Search code examples
c#.netitextpdf-generationpdf-writer

How could I define the chunk's length in a PDF generated from an HTML?


I'm managing to generate a PDF file from an e-mail, which I'm actually retrieving through MailKit.

There is no actual problem on generating the pdf file itself (I'm providing to the PdfWriter instance a clean, revamped and ready-to-go html provided by the HtmlAgilityPack).

I just want to specify each word to be a single TextChunk instead of every single phrase, which is what actually writing.
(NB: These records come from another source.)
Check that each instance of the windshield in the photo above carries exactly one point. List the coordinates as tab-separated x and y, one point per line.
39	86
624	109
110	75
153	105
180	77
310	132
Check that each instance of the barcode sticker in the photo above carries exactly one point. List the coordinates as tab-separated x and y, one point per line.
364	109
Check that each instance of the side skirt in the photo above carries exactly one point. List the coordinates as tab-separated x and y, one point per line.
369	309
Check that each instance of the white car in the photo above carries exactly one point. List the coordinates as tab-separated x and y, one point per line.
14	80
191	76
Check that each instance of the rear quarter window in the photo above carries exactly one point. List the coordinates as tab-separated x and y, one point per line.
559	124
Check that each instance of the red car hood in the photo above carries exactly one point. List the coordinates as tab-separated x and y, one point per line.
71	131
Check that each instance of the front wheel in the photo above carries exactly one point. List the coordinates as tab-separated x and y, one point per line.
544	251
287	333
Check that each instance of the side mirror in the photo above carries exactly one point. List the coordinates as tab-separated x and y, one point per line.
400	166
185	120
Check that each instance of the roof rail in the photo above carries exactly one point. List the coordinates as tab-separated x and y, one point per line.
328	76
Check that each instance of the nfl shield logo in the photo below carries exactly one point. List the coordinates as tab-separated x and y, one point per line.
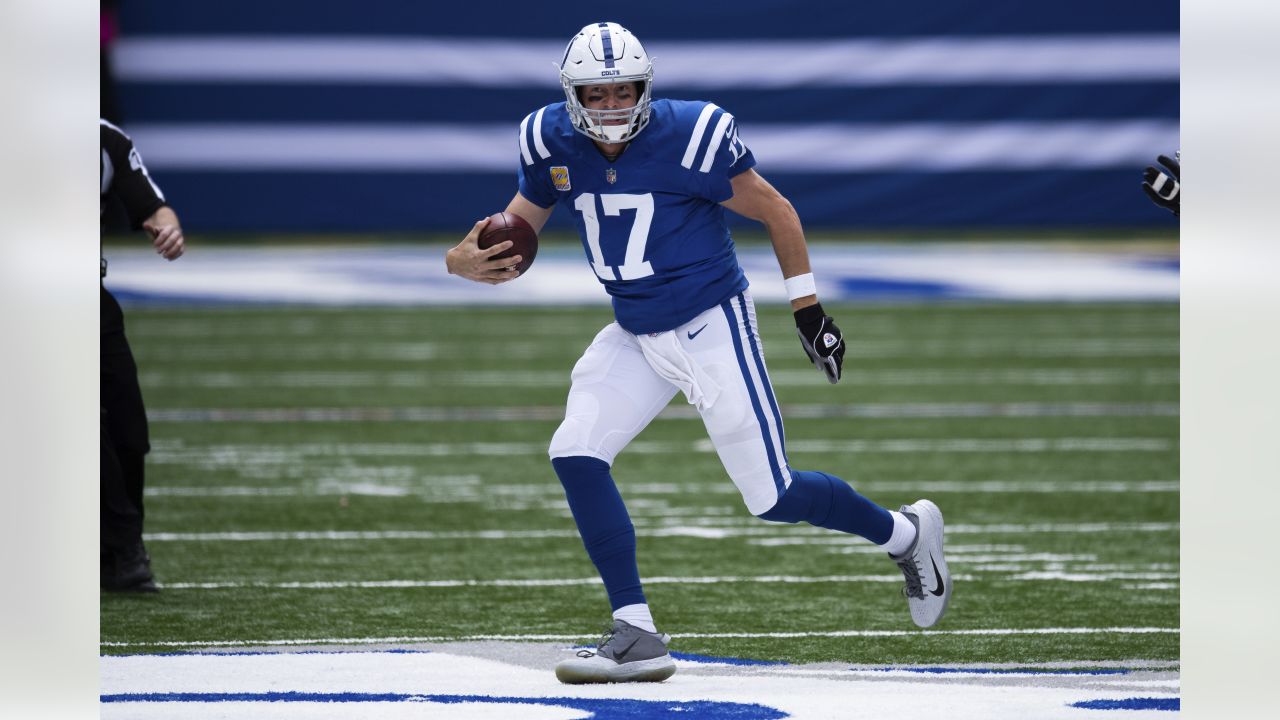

I guessed it's something "specificable" since depending on the pdf printer/generator it's applicable to some documents, the TextChunk composition simply varies, sometimes being phrases, words or even single characters.

Is there any way to specify each new chunk to be inserted on the document as a single word?

This is my code but I haven't figured out how to specify that level of "chunk detailness" so far.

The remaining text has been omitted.